Since this response is slightly off topic, I would like to respond to this post http://forums.prosoundweb.com/index.php/topic,152268.0.html titled "Re: 25kw diesel generator is enough to power 65kw sound system" here since this thread seems to be the more appropriate.

I would like to know if a 25kw Diesel Generator is power enough for a 65kw sound system:
8 x jbl vt4888
6 x Jbl vt4880
3 x crown itech 1200hd
6 x crown itech 9000hd
2 x crown itech 5000hd

Plus monitors, 2 digital consoles and accessories.

After doing a little research into Crown amps, I see harmonics is not a de-rating factor in Maidson’s case because the I-Tech series that he uses features Power Factor Correction. But if say he were using the XLS or XTI series of non-PFC amps harmonics would be a limiting factor to be taken into consideration along with the dynamic load. Since as I gather you guys use portable generators for your smaller rigs, you might be interested in the results of a series of tests I did of linear and non-linear loads on different power supplies


Left: Honda EU6500is (L) Honda EX5500 (R) Center: Test Set-Up w/60A Full Power Transformer. Right: P@L PFC 1200W Elec. Ballast (L), Arri Non-PFC 1200W Elec. Ballast (C), Arri 1200W Magnetic Ballast (R)

The test consisted of running different lighting loads (quartz, kino, magnetic HMI, non-PFC Electronic HMI, PFC Electronic HMI) on two different types of generators and grid power as a sort of control. I then took pictures of the resulting waveform on an oscilloscope. The two types of generators were a conventional AVR generator (the Honda EX5500) and an inverter type (the Honda EU6500is.) You guys might find interesting the results I got for lights that use non-PFC and PFC Switch Mode Power Supplies (SMPSs.) In the side-by-side comparisons of load types below, the frame on the far left is always grid power (our control), the center frame is always the EX5500 power, the right frame is always the EU6500is.

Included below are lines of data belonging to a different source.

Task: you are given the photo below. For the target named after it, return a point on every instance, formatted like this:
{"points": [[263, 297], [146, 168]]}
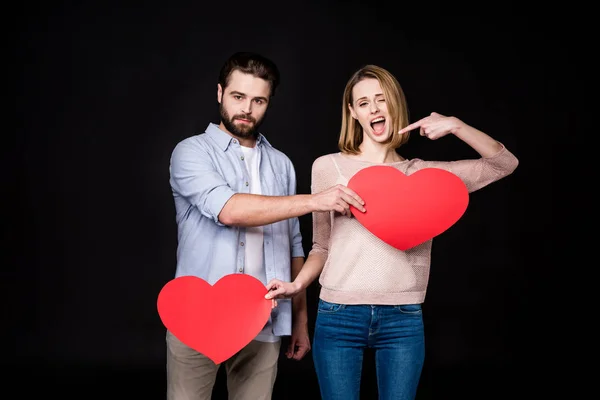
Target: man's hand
{"points": [[338, 198], [300, 342], [282, 290]]}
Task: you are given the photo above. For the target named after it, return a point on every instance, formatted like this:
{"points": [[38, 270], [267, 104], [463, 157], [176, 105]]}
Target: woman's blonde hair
{"points": [[351, 133]]}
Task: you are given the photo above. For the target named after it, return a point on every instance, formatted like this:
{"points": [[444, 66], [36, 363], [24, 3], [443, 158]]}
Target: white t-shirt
{"points": [[254, 263]]}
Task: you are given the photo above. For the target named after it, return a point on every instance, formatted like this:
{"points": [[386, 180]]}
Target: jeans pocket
{"points": [[414, 309], [326, 307]]}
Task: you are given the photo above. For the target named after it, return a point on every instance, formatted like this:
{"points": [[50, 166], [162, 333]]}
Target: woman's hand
{"points": [[435, 126]]}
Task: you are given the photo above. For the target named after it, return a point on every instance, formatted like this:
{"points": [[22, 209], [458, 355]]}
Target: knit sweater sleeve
{"points": [[323, 176], [477, 173]]}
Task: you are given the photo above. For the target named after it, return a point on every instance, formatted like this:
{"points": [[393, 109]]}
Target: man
{"points": [[237, 212]]}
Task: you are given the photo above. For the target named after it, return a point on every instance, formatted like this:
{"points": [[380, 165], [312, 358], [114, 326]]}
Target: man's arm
{"points": [[256, 210]]}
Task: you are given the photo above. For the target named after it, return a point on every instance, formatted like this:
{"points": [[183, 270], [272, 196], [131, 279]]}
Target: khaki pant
{"points": [[250, 373]]}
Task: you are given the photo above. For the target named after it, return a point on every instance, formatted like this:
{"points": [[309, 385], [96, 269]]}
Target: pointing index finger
{"points": [[411, 126]]}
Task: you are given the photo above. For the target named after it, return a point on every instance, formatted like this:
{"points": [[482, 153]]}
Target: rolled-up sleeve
{"points": [[294, 223], [194, 177]]}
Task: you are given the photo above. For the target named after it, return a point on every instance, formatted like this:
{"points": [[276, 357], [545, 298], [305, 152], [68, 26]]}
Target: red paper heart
{"points": [[217, 320], [407, 210]]}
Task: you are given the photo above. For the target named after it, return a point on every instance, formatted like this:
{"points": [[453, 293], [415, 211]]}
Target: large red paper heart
{"points": [[217, 320], [407, 210]]}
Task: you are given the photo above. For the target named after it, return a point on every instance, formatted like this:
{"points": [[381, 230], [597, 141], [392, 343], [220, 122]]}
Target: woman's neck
{"points": [[377, 153]]}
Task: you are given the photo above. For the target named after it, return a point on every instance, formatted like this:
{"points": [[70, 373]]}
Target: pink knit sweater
{"points": [[363, 269]]}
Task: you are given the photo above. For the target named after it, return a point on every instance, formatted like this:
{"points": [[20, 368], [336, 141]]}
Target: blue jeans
{"points": [[342, 332]]}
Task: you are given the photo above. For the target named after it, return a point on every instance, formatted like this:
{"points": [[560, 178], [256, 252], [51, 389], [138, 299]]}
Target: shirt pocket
{"points": [[278, 185]]}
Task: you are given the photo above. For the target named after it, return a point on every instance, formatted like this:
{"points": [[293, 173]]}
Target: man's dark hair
{"points": [[250, 63]]}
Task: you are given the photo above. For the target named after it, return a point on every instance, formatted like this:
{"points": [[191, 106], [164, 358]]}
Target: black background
{"points": [[104, 91]]}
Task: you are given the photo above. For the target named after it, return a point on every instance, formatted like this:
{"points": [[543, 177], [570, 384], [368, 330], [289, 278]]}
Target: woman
{"points": [[371, 292]]}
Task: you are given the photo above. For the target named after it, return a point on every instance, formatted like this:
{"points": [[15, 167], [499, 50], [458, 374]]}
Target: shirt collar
{"points": [[223, 139]]}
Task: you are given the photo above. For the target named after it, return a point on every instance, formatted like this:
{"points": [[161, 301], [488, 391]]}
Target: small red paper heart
{"points": [[407, 210], [217, 320]]}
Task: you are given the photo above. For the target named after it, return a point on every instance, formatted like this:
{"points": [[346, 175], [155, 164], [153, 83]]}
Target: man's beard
{"points": [[245, 131]]}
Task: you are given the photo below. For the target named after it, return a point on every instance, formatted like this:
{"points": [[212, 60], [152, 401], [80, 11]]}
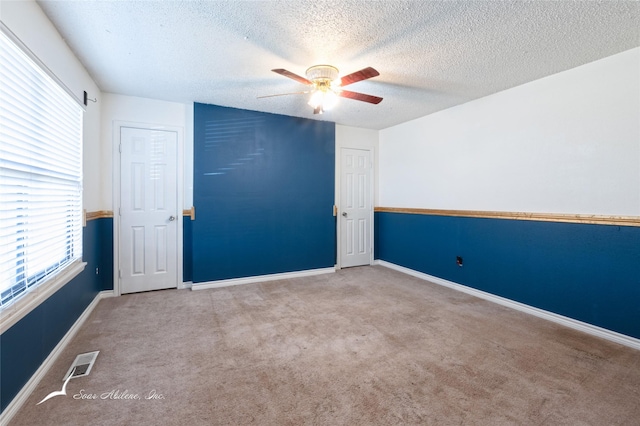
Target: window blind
{"points": [[40, 175]]}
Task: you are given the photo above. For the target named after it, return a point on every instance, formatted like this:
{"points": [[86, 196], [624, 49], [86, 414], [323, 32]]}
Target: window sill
{"points": [[27, 303]]}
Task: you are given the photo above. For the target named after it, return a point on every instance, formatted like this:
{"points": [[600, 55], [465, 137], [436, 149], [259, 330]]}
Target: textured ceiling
{"points": [[430, 55]]}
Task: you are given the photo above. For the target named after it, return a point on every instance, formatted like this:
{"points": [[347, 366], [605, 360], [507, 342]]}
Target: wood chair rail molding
{"points": [[543, 217]]}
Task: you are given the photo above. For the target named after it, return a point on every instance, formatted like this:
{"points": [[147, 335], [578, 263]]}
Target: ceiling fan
{"points": [[326, 86]]}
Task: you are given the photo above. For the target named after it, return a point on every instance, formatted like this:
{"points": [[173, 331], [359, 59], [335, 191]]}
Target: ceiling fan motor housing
{"points": [[322, 75]]}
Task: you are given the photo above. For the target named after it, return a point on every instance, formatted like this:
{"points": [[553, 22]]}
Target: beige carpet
{"points": [[362, 346]]}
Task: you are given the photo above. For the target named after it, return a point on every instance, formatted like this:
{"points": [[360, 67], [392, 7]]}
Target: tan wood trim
{"points": [[544, 217], [191, 213], [100, 214]]}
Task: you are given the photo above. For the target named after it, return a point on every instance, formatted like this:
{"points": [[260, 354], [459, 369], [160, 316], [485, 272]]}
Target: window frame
{"points": [[37, 287]]}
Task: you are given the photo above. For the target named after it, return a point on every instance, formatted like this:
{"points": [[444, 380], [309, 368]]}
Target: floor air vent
{"points": [[82, 365]]}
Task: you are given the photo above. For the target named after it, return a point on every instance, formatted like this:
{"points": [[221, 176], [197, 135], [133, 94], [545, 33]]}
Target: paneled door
{"points": [[148, 210], [356, 208]]}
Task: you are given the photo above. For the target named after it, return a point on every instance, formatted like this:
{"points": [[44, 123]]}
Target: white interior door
{"points": [[148, 210], [356, 208]]}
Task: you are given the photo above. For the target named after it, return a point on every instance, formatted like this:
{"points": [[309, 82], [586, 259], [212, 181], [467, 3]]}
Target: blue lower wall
{"points": [[586, 272], [187, 249], [263, 192], [25, 346]]}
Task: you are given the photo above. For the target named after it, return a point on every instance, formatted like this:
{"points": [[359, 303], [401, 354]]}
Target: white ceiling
{"points": [[431, 55]]}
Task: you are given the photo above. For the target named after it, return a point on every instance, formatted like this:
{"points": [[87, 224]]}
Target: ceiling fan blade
{"points": [[363, 74], [284, 94], [360, 97], [293, 76]]}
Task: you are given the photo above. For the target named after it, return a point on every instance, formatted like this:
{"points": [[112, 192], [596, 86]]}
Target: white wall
{"points": [[120, 108], [27, 21], [568, 143]]}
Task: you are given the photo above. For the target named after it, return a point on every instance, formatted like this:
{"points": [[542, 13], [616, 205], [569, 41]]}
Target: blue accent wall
{"points": [[25, 346], [187, 249], [586, 272], [263, 192]]}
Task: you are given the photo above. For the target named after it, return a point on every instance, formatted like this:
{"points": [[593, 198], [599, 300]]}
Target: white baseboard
{"points": [[261, 278], [185, 285], [26, 390], [550, 316]]}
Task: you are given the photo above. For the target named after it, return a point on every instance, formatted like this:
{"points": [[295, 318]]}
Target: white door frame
{"points": [[117, 125], [338, 200]]}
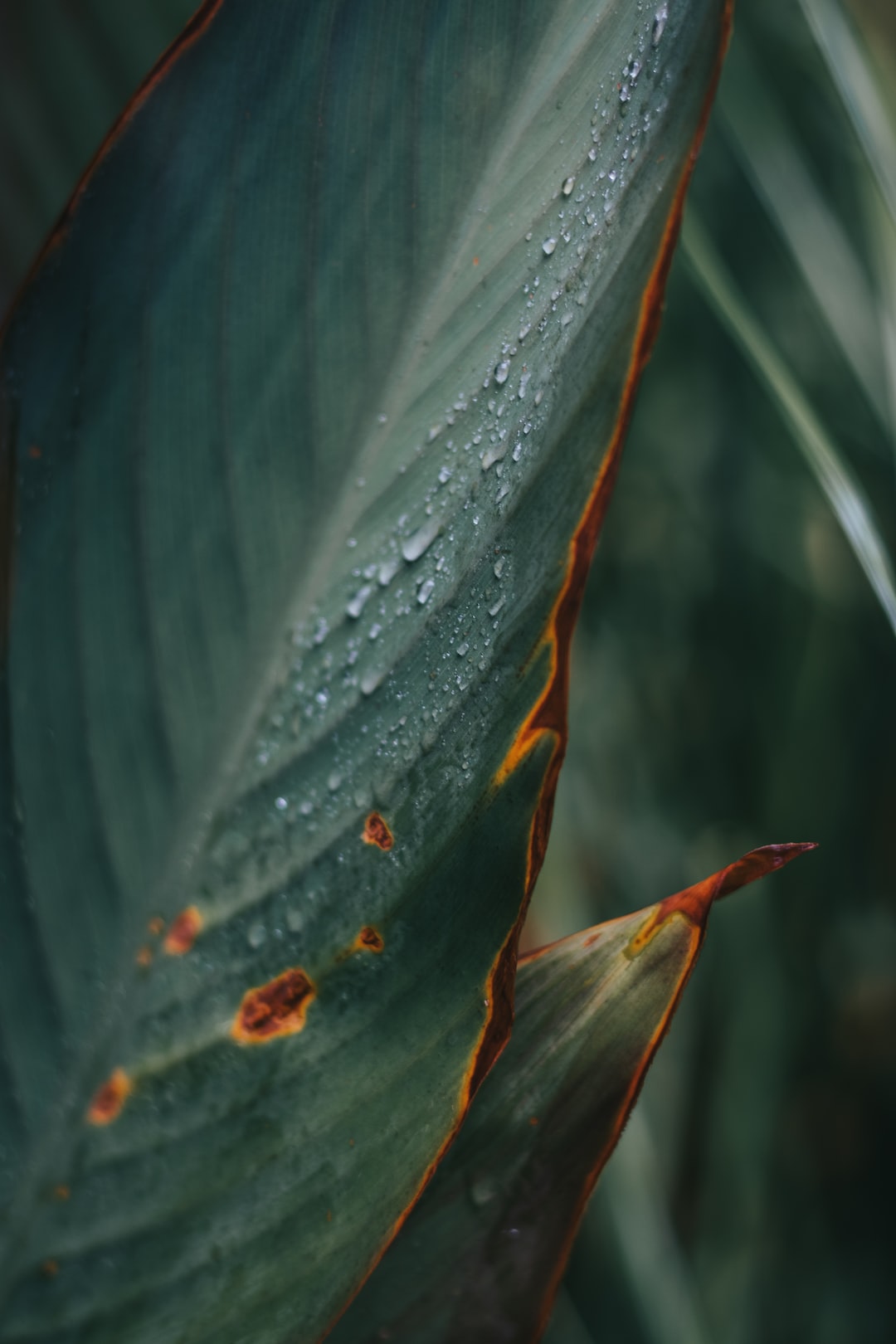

The middle oscilloscope shot below shows the severe adverse effect a non-PFC SMPS (1200W HMI Electronic ballast) can have on the power waveform of a conventional AVR portable generator. Given the large sub-transient impedance of conventional portable generators, even the draw of a small amount of harmonic currents will result in a large amount of distortion in its’ voltage. The adverse effects of the harmonic noise exhibited here, can take the form of overheating and failing equipment, circuit breaker trips, excessive current on the neutral wire, and instability of the generator’s voltage and frequency.


Left: Grid Power w/ 1.2Kw Arri non-PFC Elec. Ballast. Center: Conventional AVR Power w/ 1.2Kw Arri non-PFC Elec. Ballast. Right: Inverter Power w/ 1.2Kw Arri non-PFC Elec. Ballast.

The power waveform below right of a PFC SMPS of the same wattage (a PFC 1200W HMI Electronic ballast) demonstrates that when your load consists predominantly of non-linear equipment, like switch mode amps, power wedges, and projectors, it is essential to have PFC circuitry in them and to operate them on an inverter generator. The combination of improved power factor and the nearly pure power waveform (1-2 %THD) of the inverter generator creates clean stable set power (like that in the power waveform below right).


Left: Grid Power w/ 1.2Kw P-2-L PFC Elec. Ballast. Center: Conventional AVR Power w/ 1.2Kw P-2-L PFC Elec. Ballast. Right: Inverter Power w/ 1.2Kw P-2-L PFC Elec. Ballast.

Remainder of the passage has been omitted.